On my blog here recently, I’ve been writing on fear. And when it comes to Big Dreams, the first pinch point is the moment you transition from having a dream to walking toward that dream.
The distance between these two points is vast. If you only focus on the dream itself, then that gulf between you and it usually fills up (and pretty quickly) with fear. The challenges are just too big.
But what if following your dream is the same thing God’s put in your heart? What if you know this is what you’re here on this earth to do?
Unfortunately, just having a dream doesn’t automatically make it a reality. King David knew this, too. Centuries before his nation turned away from God, he wrote these words:
If your law had not been my delight, I would have perished in my affliction.
Long before they forgot it, he taught his people the path to success.
David was a man who knew about defeat and comeback. In only a few years he went from a nobody-kid to a folk hero. And eventually he’d become king. But before he did, he became a fugitive of the state. Later, after years of sitting on the throne he was chased off of it by his own son. But in the end, he made his way back. And when he died, it was at a ripe old age and as king once again.

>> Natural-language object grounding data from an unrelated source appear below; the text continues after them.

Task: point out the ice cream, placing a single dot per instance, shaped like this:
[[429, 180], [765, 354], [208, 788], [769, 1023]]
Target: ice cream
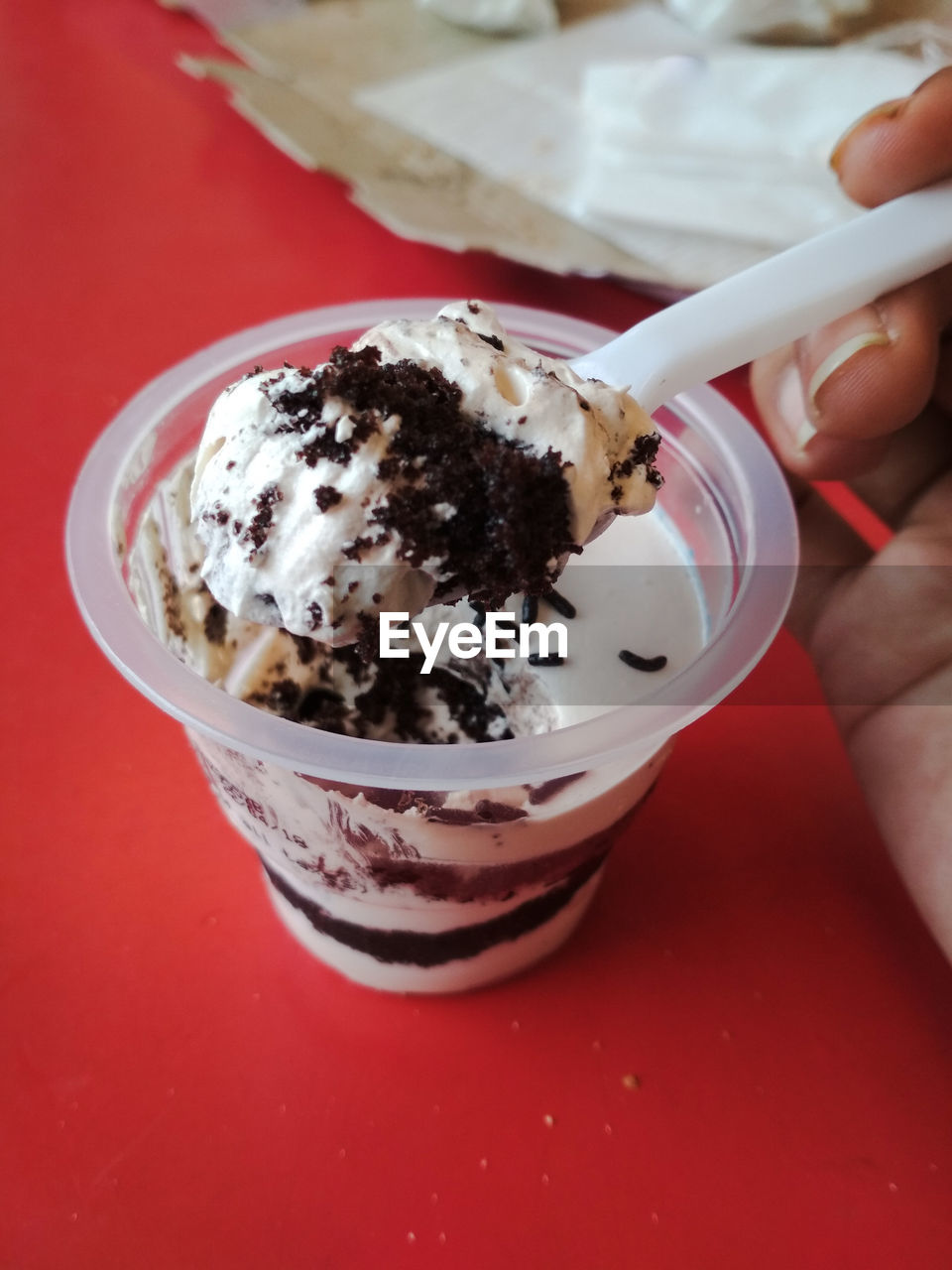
[[417, 889], [435, 866], [431, 460]]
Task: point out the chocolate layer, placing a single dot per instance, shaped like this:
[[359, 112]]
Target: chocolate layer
[[429, 949]]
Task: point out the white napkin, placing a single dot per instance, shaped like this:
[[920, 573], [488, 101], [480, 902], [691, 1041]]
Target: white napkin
[[696, 158], [733, 143], [728, 18]]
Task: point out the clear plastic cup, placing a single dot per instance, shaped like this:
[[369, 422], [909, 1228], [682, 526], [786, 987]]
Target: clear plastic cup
[[434, 867]]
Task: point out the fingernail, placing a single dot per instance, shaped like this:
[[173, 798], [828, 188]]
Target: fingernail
[[792, 411], [805, 435], [832, 363], [885, 111]]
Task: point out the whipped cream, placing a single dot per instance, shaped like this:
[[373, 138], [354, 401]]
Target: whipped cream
[[433, 460]]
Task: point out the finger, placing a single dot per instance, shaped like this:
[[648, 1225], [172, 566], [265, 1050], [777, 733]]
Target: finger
[[918, 456], [851, 382], [829, 554], [898, 146]]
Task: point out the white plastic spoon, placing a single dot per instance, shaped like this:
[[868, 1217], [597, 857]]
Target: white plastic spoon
[[778, 300]]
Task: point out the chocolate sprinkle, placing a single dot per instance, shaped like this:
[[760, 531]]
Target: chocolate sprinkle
[[326, 497], [643, 663], [562, 606]]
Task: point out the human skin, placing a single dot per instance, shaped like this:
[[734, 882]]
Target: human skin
[[869, 400]]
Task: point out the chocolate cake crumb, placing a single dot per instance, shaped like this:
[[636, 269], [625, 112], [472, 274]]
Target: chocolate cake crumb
[[214, 625], [513, 526], [281, 698], [367, 645], [493, 340], [354, 550], [643, 663], [306, 648], [326, 497], [643, 452], [258, 530], [548, 789], [315, 613]]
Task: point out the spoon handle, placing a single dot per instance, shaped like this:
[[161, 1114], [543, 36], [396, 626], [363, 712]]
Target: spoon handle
[[778, 300]]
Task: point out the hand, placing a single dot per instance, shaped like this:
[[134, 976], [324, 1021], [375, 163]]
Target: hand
[[869, 399]]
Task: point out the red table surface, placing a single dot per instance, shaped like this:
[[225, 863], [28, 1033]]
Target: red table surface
[[180, 1084]]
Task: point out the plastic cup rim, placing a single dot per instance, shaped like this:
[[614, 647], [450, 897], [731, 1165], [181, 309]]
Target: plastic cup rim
[[639, 729]]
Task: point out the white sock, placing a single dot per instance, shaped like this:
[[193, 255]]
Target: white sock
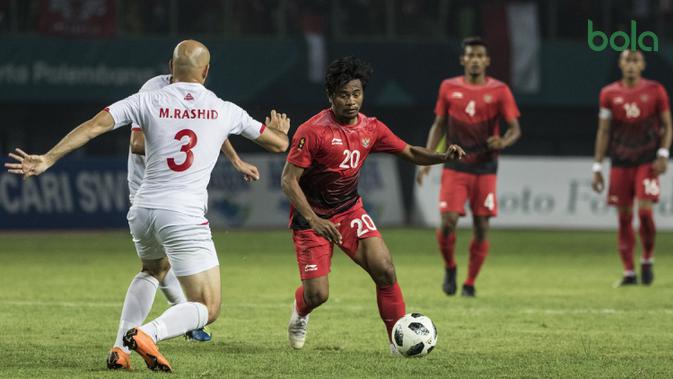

What David knew about success (and the fear of failure) was this. The biggest battles are still fought one day at a time. And sometimes–one hour at a time.
This principle works because it takes what’s too big and makes it manageable.
Winning day by day is what I call “little dreams.” None of them are the big dream and none of them are complete, but they’re all a part of the big dream.
Big dreams are like libraries. A library isn’t one big book. It’s thousands and thousands of regular, normal-sized books. All together, they make up the library. But you can still only read them one at a time.
That’s how big dreams happen: day by day, hour by hour.